Hope on the Cross

Father, into your hands I commit My Spirit!

It was now about the sixth hour, and there was darkness over the whole land until the ninth hour, while the sun’s light failed. And the curtain of the temple was torn in two.

Then Jesus, calling out with a loud voice, said, “Father, into your hands I commit my spirit!” And having said this he breathed his last.

Now when the centurion saw what had taken place, he praised God, saying, “Certainly this man was innocent!” And all the crowds that had assembled for this spectacle, when they saw what had taken place, returned home beating their breasts. And all his acquaintances and the women who had followed him from Galilee stood at a distance watching these things. –Luke 23:44-49

Hope on the Cross

Jesus sixth saying from the Cross is a prayer of surrender and trust. Jesus prayed:

Father, into your hands I commit my Spirit

His cry is found in Psalm 31:5: “Into your hands I commit my spirit, for you have redeemed me, O Lord, Faithful God.” Out of a place of deep distress of body and soul, the Psalmist prays in lament and petition: “Be gracious to me, O Lord, for I am in distress; my eye is wasted from grief; my soul and my body also.” (Psalm 31:9) Out of the anguish of the Dark Night of the Soul, Psalmist’s Spirit is liberated to be completely and totally surrendered to steadfast Love of God.

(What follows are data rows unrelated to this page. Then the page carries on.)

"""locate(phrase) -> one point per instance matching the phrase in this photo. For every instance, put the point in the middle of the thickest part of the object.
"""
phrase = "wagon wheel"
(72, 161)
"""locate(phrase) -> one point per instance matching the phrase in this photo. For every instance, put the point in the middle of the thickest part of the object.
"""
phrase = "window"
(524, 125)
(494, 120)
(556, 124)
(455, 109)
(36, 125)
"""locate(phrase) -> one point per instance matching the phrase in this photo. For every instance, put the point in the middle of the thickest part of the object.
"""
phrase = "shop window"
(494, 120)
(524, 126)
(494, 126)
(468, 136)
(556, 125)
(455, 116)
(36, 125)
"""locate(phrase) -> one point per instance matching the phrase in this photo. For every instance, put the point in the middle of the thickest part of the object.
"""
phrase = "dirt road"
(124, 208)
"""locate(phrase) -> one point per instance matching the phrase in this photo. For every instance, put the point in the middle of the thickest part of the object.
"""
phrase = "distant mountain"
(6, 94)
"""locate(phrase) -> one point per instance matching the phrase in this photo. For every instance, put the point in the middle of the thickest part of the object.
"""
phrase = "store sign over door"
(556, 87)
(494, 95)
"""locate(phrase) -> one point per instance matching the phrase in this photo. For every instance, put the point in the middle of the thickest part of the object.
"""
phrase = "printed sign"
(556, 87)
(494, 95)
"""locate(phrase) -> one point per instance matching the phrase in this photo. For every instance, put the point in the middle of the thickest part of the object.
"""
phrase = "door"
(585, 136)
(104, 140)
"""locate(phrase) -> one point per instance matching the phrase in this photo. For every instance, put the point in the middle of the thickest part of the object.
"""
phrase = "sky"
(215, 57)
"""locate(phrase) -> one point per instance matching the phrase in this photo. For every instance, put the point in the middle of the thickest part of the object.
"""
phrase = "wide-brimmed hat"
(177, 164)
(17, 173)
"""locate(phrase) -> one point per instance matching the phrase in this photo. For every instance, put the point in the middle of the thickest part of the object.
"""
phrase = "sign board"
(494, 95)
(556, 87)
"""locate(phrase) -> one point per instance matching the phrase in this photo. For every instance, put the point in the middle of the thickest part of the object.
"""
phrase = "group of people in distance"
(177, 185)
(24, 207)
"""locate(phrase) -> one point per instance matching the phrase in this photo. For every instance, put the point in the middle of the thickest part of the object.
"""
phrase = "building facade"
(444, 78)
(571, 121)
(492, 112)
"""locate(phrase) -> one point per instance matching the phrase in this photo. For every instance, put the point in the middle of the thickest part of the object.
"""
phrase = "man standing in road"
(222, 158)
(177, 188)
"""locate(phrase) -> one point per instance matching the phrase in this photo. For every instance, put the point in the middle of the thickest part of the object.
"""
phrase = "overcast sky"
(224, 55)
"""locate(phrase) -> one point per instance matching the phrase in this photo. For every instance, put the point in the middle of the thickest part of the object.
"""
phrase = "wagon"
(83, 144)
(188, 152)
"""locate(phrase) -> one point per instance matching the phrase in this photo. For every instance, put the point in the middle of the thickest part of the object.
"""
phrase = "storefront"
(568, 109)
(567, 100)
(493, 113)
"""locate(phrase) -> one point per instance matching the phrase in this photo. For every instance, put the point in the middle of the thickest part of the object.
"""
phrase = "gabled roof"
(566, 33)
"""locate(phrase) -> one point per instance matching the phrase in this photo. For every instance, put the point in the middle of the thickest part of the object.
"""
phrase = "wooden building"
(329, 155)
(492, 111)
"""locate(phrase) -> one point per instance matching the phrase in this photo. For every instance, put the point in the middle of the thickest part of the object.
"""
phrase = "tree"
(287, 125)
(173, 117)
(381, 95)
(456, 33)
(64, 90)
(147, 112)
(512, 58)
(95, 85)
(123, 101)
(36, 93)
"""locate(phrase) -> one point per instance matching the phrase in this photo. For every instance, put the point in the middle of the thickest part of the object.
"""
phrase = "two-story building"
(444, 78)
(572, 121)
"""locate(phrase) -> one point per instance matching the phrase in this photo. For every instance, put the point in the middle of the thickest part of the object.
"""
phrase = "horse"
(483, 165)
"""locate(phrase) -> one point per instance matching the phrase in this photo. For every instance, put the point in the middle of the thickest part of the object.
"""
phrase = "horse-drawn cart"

Make your face shine on your servant;
save me in your steadfast love! –Psalm 31:16

Out of the depths of Spiritual Abandonment, God brings the soul of the believer to a place of surrender and Divine Reunion. The word translated in our English versions as “steadfast love” is the Hebrew word Chesed, (pronounced with a hard “h” from the back of the throat: khesed, or ẖesed). Teachers of the Old Testament have long recognized this as the primary posture of God toward humans, and the essential virtue to be emulated in our lives. The Jewish Rabbi Simlai expounded: “The Torah begins and ends with chesed.”

God is absolutely faithful and steadfast in His covenantal love toward His people. As Paul reflects on Divine Love in 1 Corinthians 13:7-8:

Love bears all things, believes all things, hopes all things, endures all things. Love never ends.

Out of the deep anguish of His soul, Jesus arrives at a place of absolute confidence in the Father’s steadfast love for Him. He places His total trust in a posture of surrender and absolute trust. Through the Cross, Jesus understood God to be imminently trustworthy and good—worthy of trust.

Though you may be going through a time of evil and difficulty, God remains steadfast in His love for you. The very sufferings that you are going through can and will be used by God to pour out His abundant love on you. This is why Paul encourages us to rejoice in our sufferings knowing the ultimate outcome for us in them:

Not only that, but we rejoice in our sufferings, knowing that suffering produces endurance, and endurance produces character, and character produces hope, and hope does not put us to shame, because God’s love has been poured into our hearts through the Holy Spirit who has been given to us.

For while we were still weak, at the right time Christ died for the ungodly. For one will scarcely die for a righteous person—though perhaps for a good person one would dare even to die—but God shows his love for us in that while we were still sinners, Christ died for us. –Romans 5:3-8

The ultimate act of chesed, covenantal steadfast love, is in Jesus’ surrender unto death for you. Christ died for you. He absolutely surrendered His Spirit to His Father for your sake, so that you would absolutely surrender your Spirit for His sake.